People usually feel good when they make a charitable donation, but they feel even better if they make the donation directly to someone they know or in a way that builds social connection. Research to be published in the International Journal of Happiness and Development investigates for the first time how social connection helps turn generous behavior into positive feelings on the part of the donor.
Lara Aknin of Simon Fraser University, in Burnaby, British Columbia, Canada, and colleagues at the University of British Columbia, Vancouver and Harvard Business School, Massachusetts, USA, wanted to examine when the emotional benefits of giving to charity become manifest. They carried out three studies of charitable donations, or more precisely pro-social spending, and found that spending money on others or giving money to charity leads to the greatest happiness boost when giving fosters social connection. The overarching conclusion is that donors feel happiest if they give to a charity via a friend, relative or social connection rather than simply making an anonymous donation to a worthy cause.

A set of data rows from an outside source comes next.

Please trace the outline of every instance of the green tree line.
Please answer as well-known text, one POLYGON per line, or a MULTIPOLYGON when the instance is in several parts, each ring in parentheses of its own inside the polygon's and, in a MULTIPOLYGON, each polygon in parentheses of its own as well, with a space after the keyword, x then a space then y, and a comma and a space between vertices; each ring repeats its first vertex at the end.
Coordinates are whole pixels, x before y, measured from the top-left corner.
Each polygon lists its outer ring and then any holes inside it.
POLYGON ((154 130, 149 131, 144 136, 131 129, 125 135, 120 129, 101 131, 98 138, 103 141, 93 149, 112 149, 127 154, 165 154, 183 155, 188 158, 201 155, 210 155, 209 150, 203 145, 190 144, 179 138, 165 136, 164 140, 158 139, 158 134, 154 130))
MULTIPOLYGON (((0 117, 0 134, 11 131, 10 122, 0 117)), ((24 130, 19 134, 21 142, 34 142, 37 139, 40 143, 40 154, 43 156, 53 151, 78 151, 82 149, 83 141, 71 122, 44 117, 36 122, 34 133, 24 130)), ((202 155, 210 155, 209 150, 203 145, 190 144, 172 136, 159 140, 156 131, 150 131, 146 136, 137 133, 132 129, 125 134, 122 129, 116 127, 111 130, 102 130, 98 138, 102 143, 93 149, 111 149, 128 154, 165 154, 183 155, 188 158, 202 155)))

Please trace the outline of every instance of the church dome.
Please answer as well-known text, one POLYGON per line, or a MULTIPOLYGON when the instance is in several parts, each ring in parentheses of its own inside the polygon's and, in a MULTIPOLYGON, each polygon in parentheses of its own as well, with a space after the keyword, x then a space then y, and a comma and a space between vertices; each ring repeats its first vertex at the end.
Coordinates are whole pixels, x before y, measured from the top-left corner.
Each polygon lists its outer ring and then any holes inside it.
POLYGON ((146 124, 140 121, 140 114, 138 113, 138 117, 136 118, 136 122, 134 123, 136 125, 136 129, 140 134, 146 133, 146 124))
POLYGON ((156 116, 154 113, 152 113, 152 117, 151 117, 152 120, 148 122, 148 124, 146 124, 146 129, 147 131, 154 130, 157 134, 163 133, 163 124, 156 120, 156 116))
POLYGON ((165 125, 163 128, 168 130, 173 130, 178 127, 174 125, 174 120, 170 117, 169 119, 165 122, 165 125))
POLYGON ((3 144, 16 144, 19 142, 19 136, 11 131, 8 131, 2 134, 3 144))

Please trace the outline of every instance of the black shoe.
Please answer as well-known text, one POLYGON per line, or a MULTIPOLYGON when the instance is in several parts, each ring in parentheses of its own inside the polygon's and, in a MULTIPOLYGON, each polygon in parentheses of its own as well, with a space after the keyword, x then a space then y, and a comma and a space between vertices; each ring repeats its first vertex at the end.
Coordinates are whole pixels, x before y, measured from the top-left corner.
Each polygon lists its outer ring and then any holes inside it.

The research has implications for not-for-profit organizations hoping to maximize donations, suggesting that recruiting advocates and helping them build on their social connections could have benefits for the donors too. Extending these findings, it is possible that if donors have a greater sense of happiness when giving involves making a social connection one might imagine that the positive emotions might even lead to more frequent and perhaps bigger donations. Extrapolating further from the research happy donors might themselves be more likely to become advocates for a given cause or benefit it through their spontaneous word-of-mouth marketing.” The findings also complement earlier research that has demonstrated a positive effect on happiness of social interaction and taking part in voluntary work.
“While additional factors other than social connection likely influence the happiness gained from pro-social spending our findings suggest that putting the social in pro-social is one way to transform good deeds into good feelings,” the team concludes.